The downregulation of p27 with Ctr D-infected MSCs indicated the anti-apoptotic effect of such infection on the host cells and the potential induction of cellular transformation. Therefore, an investigation on the ability of Ctr D to induce MSCs' transformation was performed. It was observed that Ctr D infection in MSCs was able to induce colony formation in soft agar, unlike with NI cells. Such finding was in line with the reported ability of Ctr L2 and C. muridarum Nigg strain infection to induce anchorage-independent growth in the 3T3 cellular transformation model and to alter the expression of the tumor suppressor gene p53 and the proto-oncogenes c-myc [18],[21],[75]. Furthermore, the human cytomegalovirus strain DB was able to inactivate retinoblastoma and p53 protein while activating oncogenic pathways with upregulation of cyclin D1 in infected mammary epithelial cells; the cells were able to form colonies in soft agar anchorage-independent growth assay [76]. Altogether, Ctr D infection caused downregulation in the p27 protein levels that promote host cell survival.

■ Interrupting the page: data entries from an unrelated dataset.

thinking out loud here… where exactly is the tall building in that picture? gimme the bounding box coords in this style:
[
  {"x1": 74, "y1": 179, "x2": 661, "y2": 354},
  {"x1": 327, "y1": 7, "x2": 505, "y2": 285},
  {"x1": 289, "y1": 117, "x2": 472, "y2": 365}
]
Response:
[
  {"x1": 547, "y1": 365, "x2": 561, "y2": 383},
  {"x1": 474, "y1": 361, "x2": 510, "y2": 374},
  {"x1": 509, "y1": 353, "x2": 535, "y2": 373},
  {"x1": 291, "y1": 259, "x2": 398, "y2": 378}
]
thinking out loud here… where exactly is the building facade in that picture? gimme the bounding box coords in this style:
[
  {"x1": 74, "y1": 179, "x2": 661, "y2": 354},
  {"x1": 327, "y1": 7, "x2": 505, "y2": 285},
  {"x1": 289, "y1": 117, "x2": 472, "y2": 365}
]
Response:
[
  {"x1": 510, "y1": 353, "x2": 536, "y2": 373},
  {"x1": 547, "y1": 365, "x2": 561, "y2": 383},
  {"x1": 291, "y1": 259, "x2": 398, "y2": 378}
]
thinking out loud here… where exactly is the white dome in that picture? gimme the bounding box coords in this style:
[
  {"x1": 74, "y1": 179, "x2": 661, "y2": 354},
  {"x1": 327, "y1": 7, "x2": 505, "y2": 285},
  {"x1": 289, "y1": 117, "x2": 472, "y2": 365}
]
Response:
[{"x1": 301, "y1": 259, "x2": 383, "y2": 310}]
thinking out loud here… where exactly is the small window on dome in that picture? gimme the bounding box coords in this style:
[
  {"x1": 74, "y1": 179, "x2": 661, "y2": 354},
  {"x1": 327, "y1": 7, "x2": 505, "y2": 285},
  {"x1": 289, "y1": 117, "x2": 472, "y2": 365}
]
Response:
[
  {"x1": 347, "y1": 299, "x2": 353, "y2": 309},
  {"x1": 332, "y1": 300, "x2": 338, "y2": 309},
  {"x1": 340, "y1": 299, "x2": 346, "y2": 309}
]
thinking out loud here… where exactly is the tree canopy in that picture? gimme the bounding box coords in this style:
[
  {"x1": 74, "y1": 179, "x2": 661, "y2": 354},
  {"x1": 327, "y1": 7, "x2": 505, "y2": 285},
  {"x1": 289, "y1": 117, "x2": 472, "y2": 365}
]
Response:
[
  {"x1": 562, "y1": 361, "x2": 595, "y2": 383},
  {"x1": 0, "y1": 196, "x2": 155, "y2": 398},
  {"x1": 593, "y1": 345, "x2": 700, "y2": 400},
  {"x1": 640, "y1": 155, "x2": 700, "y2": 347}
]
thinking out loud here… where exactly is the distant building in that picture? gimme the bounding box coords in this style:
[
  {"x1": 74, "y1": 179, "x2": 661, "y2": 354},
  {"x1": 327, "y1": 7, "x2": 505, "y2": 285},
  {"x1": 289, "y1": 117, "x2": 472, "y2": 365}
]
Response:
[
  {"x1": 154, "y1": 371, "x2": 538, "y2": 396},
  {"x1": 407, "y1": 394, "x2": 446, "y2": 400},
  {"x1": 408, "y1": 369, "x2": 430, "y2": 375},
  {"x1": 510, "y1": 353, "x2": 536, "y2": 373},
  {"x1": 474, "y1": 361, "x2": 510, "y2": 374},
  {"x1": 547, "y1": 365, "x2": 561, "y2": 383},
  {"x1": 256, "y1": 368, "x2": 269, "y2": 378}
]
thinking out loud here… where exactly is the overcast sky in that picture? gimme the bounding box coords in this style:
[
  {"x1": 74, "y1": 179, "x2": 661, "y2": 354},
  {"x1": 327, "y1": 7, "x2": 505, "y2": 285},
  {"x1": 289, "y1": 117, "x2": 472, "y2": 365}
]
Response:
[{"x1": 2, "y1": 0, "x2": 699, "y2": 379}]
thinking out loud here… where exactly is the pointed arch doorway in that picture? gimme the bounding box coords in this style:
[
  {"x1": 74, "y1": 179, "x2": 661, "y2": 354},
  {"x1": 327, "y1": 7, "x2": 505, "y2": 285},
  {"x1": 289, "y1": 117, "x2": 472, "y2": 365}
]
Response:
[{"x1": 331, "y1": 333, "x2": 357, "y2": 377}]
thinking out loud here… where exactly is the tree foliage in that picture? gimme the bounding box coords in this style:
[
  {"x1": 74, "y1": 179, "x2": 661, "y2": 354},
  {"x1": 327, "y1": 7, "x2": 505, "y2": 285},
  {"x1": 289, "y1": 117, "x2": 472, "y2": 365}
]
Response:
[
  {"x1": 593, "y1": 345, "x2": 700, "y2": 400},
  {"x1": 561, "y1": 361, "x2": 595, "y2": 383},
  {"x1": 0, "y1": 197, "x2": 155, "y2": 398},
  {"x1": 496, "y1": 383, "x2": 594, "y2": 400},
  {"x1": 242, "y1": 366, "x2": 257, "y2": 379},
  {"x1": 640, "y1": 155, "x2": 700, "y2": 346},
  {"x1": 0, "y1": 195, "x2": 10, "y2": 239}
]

At this stage, the mechanism of p27 is still not clear. A study showed that the degradation of eleven proteins was due to enzymatic activity in the cell lysate and not associated with the chlamydia protease-like activity factor (CPAF) [77]. In this study, the downregulation was detected by immunofluorescence before exposing cells to cell lysis, indicating that the downregulation of p27 is not due to cell lysate enzymatic activity artifact, which was observed for other host factors as published before [77].

The p27 content was recovered by treating Ctr D-infected cells with DFMO by altering the growth of Ctr D and hence altering its anti-apoptotic effect. Moreover, it is postulated that p27 downregulation has a transformation potential in infected cells contributing to uncontrolled cellular proliferation. Therefore, these data support the hypothesis that Ctr D infection independently induced transformation and malignancy, and p27, as a tumor suppressor gene, is a new candidate for cellular transformation in Ctr D-infected MSCs.